The tramsheds are to be retrofitted with the pitched roofline lifted to allow upper-level office spaces, while a new building is to be located where the fourth, non-original, tramshed currently sits. This building will extend down one side of the piazza, enclosing the space and offering ranges of balconies connected by a dogleg Corten steel stair. This new addition will enclose retail as well as a new community cultural space including a raked seating area for film screenings, lectures – and perhaps one day a performance by that member of the development team himself?
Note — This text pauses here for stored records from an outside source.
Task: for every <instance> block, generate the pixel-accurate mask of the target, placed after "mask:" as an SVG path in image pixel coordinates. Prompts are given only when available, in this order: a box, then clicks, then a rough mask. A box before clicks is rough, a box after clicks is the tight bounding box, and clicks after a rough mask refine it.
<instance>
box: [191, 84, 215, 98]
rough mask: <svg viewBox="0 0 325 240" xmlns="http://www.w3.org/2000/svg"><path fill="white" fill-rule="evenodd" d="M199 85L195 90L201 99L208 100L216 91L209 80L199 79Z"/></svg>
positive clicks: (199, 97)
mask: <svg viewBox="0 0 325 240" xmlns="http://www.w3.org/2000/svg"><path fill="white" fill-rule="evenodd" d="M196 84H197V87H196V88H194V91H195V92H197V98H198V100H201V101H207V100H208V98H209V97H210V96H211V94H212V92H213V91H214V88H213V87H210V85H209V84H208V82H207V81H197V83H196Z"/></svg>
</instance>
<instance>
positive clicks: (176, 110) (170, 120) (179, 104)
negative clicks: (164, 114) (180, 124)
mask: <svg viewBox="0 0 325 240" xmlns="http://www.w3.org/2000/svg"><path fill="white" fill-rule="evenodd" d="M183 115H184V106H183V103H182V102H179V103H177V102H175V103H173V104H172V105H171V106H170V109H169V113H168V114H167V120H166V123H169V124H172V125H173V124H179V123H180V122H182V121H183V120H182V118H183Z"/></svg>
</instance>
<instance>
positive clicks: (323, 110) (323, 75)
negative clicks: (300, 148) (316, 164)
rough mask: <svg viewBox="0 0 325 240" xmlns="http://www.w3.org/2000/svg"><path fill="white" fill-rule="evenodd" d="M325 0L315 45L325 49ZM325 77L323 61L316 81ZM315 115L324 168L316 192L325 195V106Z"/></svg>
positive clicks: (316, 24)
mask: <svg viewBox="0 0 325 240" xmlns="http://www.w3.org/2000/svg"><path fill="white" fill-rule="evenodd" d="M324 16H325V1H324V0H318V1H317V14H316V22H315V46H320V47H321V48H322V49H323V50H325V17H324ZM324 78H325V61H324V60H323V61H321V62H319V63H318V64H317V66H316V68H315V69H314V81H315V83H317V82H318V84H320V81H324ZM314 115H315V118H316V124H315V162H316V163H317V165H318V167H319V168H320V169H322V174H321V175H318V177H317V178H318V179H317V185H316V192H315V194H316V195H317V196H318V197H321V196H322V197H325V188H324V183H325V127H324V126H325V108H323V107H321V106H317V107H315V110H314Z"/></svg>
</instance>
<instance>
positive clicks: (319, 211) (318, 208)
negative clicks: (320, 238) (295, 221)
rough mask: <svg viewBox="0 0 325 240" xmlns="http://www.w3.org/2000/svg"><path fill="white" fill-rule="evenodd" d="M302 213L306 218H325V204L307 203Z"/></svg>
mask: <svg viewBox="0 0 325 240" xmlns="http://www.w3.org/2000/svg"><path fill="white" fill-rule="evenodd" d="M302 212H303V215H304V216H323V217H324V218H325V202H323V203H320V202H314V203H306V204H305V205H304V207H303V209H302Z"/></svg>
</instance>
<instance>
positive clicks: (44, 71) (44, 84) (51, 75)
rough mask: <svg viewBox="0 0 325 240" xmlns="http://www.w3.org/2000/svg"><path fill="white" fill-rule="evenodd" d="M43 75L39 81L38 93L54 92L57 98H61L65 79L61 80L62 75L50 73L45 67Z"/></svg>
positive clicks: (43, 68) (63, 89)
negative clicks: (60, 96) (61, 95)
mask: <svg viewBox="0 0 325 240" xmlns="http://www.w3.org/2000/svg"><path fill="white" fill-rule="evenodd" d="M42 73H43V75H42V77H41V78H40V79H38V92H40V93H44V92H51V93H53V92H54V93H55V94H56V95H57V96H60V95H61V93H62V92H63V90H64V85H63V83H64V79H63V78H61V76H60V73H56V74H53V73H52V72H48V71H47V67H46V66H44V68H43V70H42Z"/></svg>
  • Coloured elevation cropped
    Coloured elevation cropped Credit: Tate & Co
  • Axonometric sketch
    Axonometric sketch Credit: Tate & Co


Total gross internal area: 65m2
Client: The Brunel Museum 
Architect: Tate & Co
Heritage architect: Purcell
Landscape architect: Adams Habermehm
Planning authority: Southwark Council
Planning ref: 21/AP/0628

It may seem daunting to be designing in the shadow the man who in 2002 was voted the second greatest Briton of all time, but Tate & Co seems undaunted by its recently approved scheme for a new entrance pavilion at the Brunel Museum in Rotherhithe, London.
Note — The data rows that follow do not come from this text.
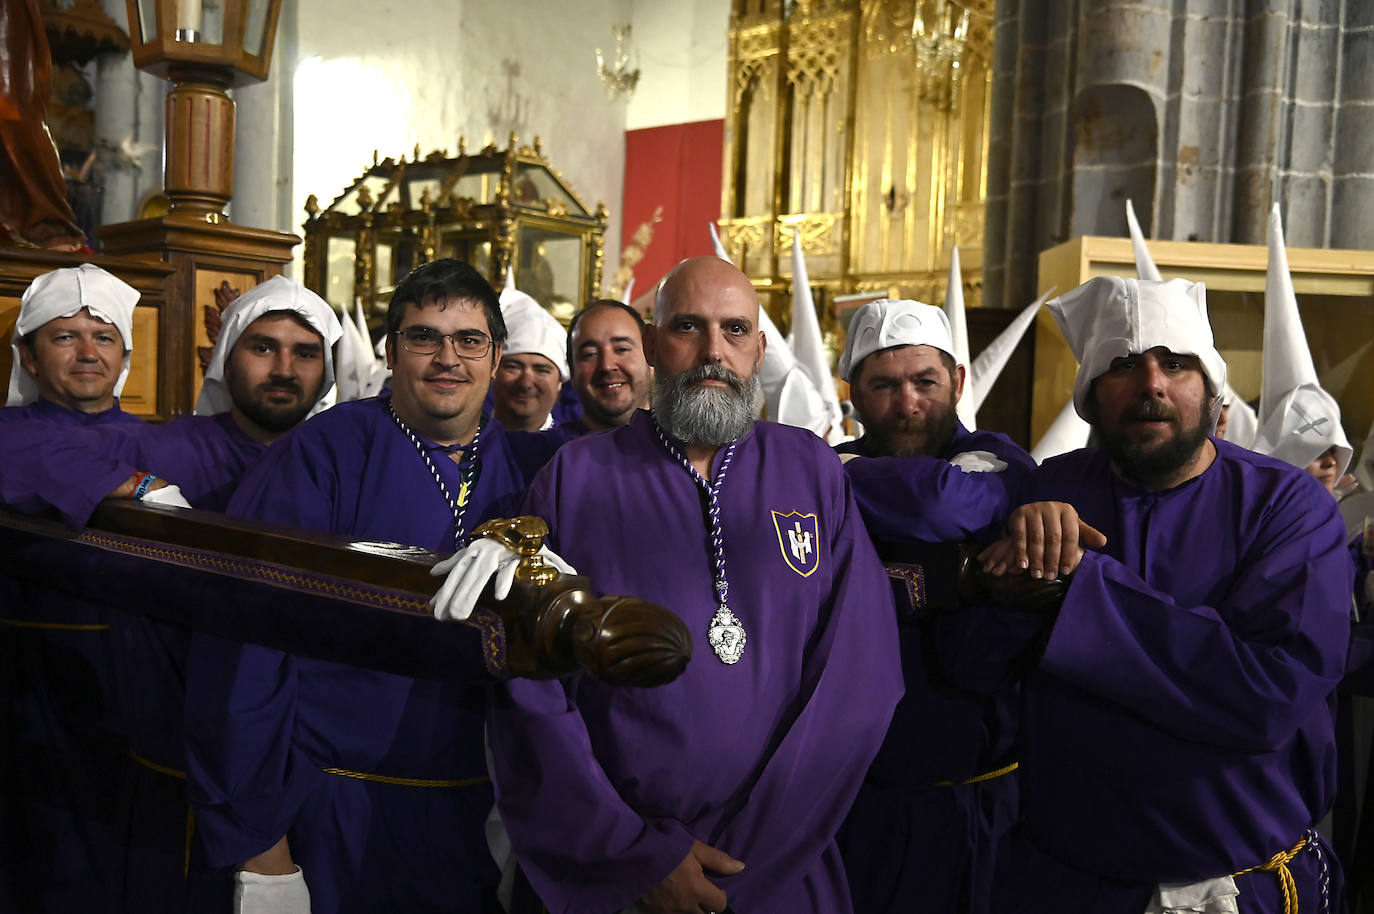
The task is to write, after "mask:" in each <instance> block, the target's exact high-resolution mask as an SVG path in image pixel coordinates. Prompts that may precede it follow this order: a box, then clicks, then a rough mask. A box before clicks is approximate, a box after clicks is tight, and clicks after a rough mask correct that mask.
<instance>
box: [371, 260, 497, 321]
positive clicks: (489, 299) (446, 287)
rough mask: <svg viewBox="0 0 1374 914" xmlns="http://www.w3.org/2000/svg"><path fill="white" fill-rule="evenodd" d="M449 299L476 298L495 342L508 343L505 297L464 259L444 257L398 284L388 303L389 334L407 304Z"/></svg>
mask: <svg viewBox="0 0 1374 914" xmlns="http://www.w3.org/2000/svg"><path fill="white" fill-rule="evenodd" d="M449 298H458V300H460V301H475V302H477V304H480V305H481V306H482V309H484V311H485V312H486V326H488V328H491V331H492V342H506V320H504V319H503V317H502V300H500V298H499V297H497V294H496V290H495V289H492V285H491V283H489V282H486V278H485V276H482V275H481V274H480V272H477V271H475V269H473V267H470V265H469V264H464V263H463V261H462V260H453V258H452V257H444V258H442V260H431V261H430V263H427V264H420V265H419V267H416V268H415V269H412V271H411V272H408V274H407V275H405V279H403V280H401V282H398V283H396V291H393V293H392V301H390V304H389V305H387V306H386V333H387V335H390V334H393V333H396V331H397V330H400V328H401V317H403V316H404V315H405V305H415V306H416V308H419V306H423V305H425V302H429V301H438V302H445V301H448V300H449Z"/></svg>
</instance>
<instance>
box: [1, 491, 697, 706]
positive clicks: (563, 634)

It is not Tate & Co’s first project with the museum, having already carried out Phase 1 of a masterplan by inserting a twisting staircase and viewing platform into the sinking shaft of the adjoining Rotherhithe Tunnel to create an accessible space for performances and events and making its historic atmosphere  palpable. Here for Phase 2 and above ground, the architect has designed a lightweight structure clad in patinated metal with a ceramic tile facade to its entrance, clearly setting it apart from the historic brickwork of the engine house, but drawing from the hues and colours of the surrounding context.

The folded pitched-roof structure will contain all basic functions for welcoming visitors and administration. A ticket desk forms the front of house, while behind it offices, WCs, a staff kitchen and bin store are squeezed into the five-sided space. This frees up space within the historic Engine House, which will be refurbished with Purcell and used for display and interpretation.
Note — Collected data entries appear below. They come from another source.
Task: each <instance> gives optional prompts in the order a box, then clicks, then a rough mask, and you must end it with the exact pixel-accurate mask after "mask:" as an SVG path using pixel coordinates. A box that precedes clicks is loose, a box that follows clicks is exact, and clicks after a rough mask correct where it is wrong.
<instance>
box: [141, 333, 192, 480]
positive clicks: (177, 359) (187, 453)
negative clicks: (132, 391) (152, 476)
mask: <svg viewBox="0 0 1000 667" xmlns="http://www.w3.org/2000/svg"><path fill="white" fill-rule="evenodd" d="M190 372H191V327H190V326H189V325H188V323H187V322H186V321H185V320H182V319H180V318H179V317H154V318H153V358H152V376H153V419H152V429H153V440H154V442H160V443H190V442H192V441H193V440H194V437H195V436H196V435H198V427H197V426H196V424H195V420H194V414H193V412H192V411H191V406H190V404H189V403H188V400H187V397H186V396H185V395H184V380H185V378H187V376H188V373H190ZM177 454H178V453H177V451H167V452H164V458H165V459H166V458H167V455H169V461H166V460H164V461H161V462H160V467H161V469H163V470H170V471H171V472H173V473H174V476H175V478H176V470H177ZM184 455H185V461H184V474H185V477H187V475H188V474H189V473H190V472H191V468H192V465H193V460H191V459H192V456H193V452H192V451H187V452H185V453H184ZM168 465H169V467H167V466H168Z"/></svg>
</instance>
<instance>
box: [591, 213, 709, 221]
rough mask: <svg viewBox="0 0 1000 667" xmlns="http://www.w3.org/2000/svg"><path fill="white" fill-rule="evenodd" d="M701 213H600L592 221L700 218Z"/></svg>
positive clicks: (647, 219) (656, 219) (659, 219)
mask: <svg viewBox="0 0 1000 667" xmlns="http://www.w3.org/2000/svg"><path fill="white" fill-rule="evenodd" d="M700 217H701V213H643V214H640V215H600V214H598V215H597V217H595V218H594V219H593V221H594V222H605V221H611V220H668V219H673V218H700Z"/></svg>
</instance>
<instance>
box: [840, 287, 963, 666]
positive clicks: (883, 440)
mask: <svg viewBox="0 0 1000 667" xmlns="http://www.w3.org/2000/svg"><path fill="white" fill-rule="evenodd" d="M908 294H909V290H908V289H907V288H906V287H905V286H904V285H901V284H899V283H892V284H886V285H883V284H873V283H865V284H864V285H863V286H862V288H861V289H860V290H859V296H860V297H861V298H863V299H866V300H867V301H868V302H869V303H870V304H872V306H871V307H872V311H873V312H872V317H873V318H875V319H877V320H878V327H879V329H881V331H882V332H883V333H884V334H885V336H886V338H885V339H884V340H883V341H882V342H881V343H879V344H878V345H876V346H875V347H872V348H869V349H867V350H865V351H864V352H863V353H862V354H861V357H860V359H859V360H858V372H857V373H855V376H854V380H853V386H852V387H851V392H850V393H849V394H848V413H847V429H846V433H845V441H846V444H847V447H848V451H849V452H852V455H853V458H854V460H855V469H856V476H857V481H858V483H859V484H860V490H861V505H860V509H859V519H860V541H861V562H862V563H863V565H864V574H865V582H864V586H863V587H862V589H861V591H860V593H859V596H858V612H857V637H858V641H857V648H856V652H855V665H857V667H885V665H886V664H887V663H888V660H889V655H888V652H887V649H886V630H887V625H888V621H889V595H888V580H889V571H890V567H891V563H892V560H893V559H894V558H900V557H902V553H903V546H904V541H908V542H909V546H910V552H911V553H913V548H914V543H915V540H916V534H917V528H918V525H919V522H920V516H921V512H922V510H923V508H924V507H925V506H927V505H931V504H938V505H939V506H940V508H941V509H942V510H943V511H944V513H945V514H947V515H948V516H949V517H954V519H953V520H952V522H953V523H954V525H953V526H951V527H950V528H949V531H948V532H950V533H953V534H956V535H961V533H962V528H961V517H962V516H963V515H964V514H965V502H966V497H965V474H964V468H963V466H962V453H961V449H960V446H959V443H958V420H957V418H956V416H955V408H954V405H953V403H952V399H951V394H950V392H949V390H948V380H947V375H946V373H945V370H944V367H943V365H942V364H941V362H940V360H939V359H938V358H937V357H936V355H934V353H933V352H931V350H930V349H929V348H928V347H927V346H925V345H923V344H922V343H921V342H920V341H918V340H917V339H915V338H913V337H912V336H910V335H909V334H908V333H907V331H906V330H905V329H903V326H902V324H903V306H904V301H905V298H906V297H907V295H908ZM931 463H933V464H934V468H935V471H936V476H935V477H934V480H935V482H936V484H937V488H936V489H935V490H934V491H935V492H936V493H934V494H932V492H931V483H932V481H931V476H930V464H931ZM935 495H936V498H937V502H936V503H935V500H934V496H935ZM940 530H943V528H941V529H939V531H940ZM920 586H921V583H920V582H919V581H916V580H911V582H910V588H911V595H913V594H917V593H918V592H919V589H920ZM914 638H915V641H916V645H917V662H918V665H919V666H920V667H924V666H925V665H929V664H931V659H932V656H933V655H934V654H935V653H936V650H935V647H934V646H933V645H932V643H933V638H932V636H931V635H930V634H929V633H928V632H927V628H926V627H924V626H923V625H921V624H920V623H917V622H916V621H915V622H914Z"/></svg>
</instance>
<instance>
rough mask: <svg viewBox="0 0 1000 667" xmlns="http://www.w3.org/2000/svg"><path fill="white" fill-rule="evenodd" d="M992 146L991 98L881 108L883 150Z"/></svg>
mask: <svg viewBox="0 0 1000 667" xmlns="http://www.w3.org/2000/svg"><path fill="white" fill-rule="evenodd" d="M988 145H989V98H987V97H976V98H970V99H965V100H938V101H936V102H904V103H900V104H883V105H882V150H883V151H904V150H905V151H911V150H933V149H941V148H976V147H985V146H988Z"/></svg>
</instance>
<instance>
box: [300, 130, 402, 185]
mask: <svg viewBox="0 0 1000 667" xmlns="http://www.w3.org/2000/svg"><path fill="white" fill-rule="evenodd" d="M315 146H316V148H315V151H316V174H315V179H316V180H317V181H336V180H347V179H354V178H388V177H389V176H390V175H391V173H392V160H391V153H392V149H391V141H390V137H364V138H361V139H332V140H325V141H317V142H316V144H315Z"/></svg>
Perhaps unusual for most museum additions, there will be no café. Instead, with other local pubs and facilities available, a grab-and-go drinks point will test demand, with the potential of a café to be included in Phase 3 of the masterplan. The museum is now applying to the National Lottery Heritage Fund for partial funding, and if successful it is hoped that the new visitor pavilion may be open by the end of 2023.




Client: Private client
Architect: Gruff Architects 
Planning authority: Sevenoaks District Council
Planning ref: 21/03304/HOUSE

A mid-60s detached house is to be overhauled by Gruff Architects. Substantial alterations, including an annex and garage extension, during the first decade of its life followed by poor maintenance in the intervening years have left the oversailing flat roofs with severe ponding and low levels of insulation, resulting in the need for modernising works.

Working with Enhabit, Gruff will improve the thermal efficiency of the building to EnerPHit standard. As well as new roof insulation, 200mm of mid-grey rendered insulation will be applied to all external walls, with new double and triple glazing to all windows and doors. It is also intended to add an air tightness layer to the envelope, with a new mechanical ventilation heat recovery system.

An extended overhang of the south-facing flat roofs will help reduce overheating from the long stretches of glazing below, with roof planes to be finished with a painted metal fascia, tying it to a new steel exoskeleton supporting the roof extensions and offering a framework on which future vines could grow. New solar panels will be laid across the roof.

The architect will also be reworking the internal plan, which has been disjointed since the 1970s works. They will bring a new primary entrance to the middle, with small infill extensions which allow for a pool-side gym and replacement of an existing poor quality plastic conservatory.